Inflation is higher in Europe: Inflation is now 10.7% in Europe: global factors—not U.S. policy—drive today’s inflation.

Inflation has moderated recently—to an annual rate of 2% since June—but this tends to get ignored because news reports focus on the change over 12 months. (A technical point—if you get lost here, skip to the next paragraph.) The changes over 12 months on which news reports focus don’t have much new information because only two of the 12 monthly increases within that year are different than the 12 monthly increases in the last reported increase over 12 months—the increase in the newest month and the increase in the same month a year earlier, which drops out of the data. What this means, for example, is that the change in reported inflation in September 2022 versus August 2022 depends only on inflation from August to September 2022 and the change from August to September 2021. We’ve known since fall 2021 that reported inflation (over 12 months) in July to September 2022 would be unlikely to fall because the increases in July to September 2021 were small. The October 2022 reported inflation number (over 12 months) is more likely to fall because the increase in October 2021, which will drop out of the 12-month estimate (0.87% in a single month, close to the June 2021 peak increases of 0.88%). The October 12-month inflation number that may well come down will be reported on Thursday, November 10, two days after the election.)

The Federal Reserve projects that inflation will drop below 3% for the full year in 2023 without a recession. Box 1 in “The State of Working Pennsylvania” report explains that the power of workers and unions to win automatic cost-of-living adjustments in their pay packets has diminished since the 1970s. This means that a sustained wage-price spiral is not likely today. In the 1970s, two oil price shocks and shortages of some agricultural commodities triggered this kind of wage-price spiral.

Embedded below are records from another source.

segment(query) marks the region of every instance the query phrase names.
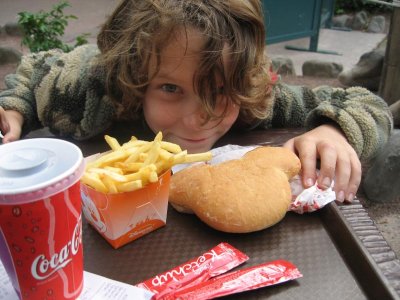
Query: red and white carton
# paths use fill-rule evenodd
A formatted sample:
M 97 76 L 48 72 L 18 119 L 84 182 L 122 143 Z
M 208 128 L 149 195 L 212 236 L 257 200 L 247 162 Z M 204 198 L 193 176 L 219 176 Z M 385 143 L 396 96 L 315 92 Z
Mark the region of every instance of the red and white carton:
M 85 158 L 90 163 L 104 155 Z M 166 225 L 171 170 L 130 192 L 102 193 L 81 183 L 82 211 L 92 227 L 118 249 Z
M 20 299 L 83 288 L 82 152 L 49 138 L 0 146 L 0 258 Z
M 86 220 L 114 248 L 118 249 L 167 222 L 171 171 L 157 182 L 124 193 L 102 193 L 81 184 L 82 210 Z

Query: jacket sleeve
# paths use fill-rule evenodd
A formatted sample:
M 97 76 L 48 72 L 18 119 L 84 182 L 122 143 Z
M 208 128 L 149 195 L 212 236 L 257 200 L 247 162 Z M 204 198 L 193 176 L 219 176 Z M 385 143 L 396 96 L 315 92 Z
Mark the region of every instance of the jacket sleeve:
M 85 45 L 24 56 L 16 73 L 6 76 L 0 106 L 24 116 L 23 134 L 40 127 L 74 139 L 98 134 L 110 125 L 114 106 L 104 74 L 93 65 L 97 54 L 96 46 Z
M 274 95 L 269 126 L 311 129 L 334 122 L 362 161 L 377 154 L 393 129 L 386 102 L 362 87 L 309 89 L 279 83 Z

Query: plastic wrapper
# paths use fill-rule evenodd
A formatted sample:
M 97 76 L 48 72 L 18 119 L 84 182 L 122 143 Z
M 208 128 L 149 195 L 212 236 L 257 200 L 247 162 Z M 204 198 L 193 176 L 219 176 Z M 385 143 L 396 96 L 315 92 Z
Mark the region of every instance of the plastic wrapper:
M 303 275 L 286 260 L 231 271 L 249 257 L 221 243 L 199 257 L 136 286 L 154 293 L 152 300 L 214 299 L 294 280 Z
M 299 214 L 316 211 L 336 199 L 335 192 L 332 189 L 333 182 L 327 189 L 321 189 L 317 183 L 305 189 L 301 183 L 300 175 L 296 175 L 290 180 L 290 187 L 293 201 L 289 210 Z
M 137 287 L 149 290 L 158 299 L 165 294 L 204 282 L 247 261 L 249 257 L 228 243 L 221 243 L 199 257 L 147 279 Z
M 276 260 L 229 272 L 175 293 L 170 293 L 159 299 L 214 299 L 283 283 L 302 276 L 292 263 L 285 260 Z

The Inflation Reduction Act (IRA) contains measures that will lower inflation for families. For example, the IRA authorized Medicare to bargain over the price of prescription drugs and contains a new $2,000 cap on annual drug costs for seniors on Medicare. U.S. Senate Republicans want to roll back the prescription drug measures if they regain the majority in next week’s election—although President Biden’s veto power may block that. Another Biden administration federal policy that could tame inflation is closer scrutiny of mergers that increase corporate power to gouge consumers and to suppress workers’ wages—mergers such as the one announced between two supermarket chains, Kroger and Albertsons. Absent surgical policies that address structural factors driving inflation—such as high prescription drug costs and corporations’ excessive market power—policymakers are left with the blunt instrument of engineering a recession. In today’s labor market, a recession would undercut the leverage workers currently have to achieve wage increases that compensate for inflation.